Swift, Rose, Lady Antebellum: Countrysängerinnen erobern Hochburgen des Pop.

Lady Antebellum, Taylor Swift und Caitlin Rose: Country-Musik gilt nicht mehr als provinzielle Eigenart amerikanischer Südstaatler.

Früher einmal galt Country-Musik als provinzielle Eigenart amerikanischer Südstaatler, heute erobern diese Klänge die Zentren der Popmusik. Bei den GrammyAwards vor einer Woche sahnte die bislang unbekannte Gruppe Lady Antebellum mit dem Song „Need You Now“ ganz groß ab.

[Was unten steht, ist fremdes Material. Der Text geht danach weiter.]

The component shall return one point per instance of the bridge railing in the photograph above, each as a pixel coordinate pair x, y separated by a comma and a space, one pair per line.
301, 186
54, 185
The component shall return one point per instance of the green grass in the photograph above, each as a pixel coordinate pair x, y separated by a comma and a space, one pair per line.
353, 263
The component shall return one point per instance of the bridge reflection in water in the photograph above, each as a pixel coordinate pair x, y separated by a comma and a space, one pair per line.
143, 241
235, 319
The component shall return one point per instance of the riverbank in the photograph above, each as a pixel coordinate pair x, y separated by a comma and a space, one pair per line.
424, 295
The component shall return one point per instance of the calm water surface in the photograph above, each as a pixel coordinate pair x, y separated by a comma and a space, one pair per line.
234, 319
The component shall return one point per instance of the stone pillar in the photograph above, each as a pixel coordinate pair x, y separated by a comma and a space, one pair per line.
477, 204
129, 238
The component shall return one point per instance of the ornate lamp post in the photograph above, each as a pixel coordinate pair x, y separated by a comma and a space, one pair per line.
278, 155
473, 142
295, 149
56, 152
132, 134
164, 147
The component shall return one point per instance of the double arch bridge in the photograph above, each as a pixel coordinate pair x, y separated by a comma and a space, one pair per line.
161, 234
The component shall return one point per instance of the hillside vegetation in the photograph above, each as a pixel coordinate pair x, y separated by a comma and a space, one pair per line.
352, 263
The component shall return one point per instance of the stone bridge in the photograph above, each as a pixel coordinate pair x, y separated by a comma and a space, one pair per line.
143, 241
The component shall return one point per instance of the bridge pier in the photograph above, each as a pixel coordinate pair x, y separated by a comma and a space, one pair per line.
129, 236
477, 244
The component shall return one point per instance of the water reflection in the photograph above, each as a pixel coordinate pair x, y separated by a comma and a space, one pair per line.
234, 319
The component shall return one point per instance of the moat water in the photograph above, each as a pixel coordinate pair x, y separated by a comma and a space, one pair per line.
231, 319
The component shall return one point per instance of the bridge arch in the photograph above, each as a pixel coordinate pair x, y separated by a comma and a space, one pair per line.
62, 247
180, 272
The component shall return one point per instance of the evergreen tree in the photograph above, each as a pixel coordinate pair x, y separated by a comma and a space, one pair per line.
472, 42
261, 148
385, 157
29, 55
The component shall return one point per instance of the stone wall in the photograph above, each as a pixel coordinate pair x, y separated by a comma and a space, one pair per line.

Das Countrytrio aus Tennessee bekam gleich fünf Preise. „Need You Now“ wurde in gleich zwei der drei wichtigen Kategorien geehrt, als bester Song und als beste Aufnahme des Jahres 2010. Den Einbruch der Countrymusik in die Pop-Hochburgen hatten zuvor schon zwei andere Sängerinnen eingeleitet – Taylor Swift und Caitlin Rose. Drei Alben hat Taylor Swift bis heute veröffentlicht, über 13 Millionen Tonträger von ihr gingen über die Ladentheke. Sie hatte im Vorjahr die Grammy-Verleihung aufgemischt. Dass es in diesem Jahr ein weiteres Mal gelang, der Country-Musik zum Durchbruch zu verhelfen, spricht für einen nachhaltigen Trend. Auf den weißen Schultern von Taylor Swift, auf ihrem zerbrechlich wirkenden Körper, auf ihrer Stimme ruhen zu einem nicht unerheblichen Teil die Hoffnungen der gebeutelten US-Musikindustrie. Taylor Swift hat auch deshalb schon so ziemlich jeden Preis, den das Business zu vergeben hat, bekommen. Der Rest der Verwertungskette funktioniert ebenfalls: Erste Filmrollen, eigene Parfum-Marke, Werbung, Magazintitel, Fanartikel – das Karussell dreht sich.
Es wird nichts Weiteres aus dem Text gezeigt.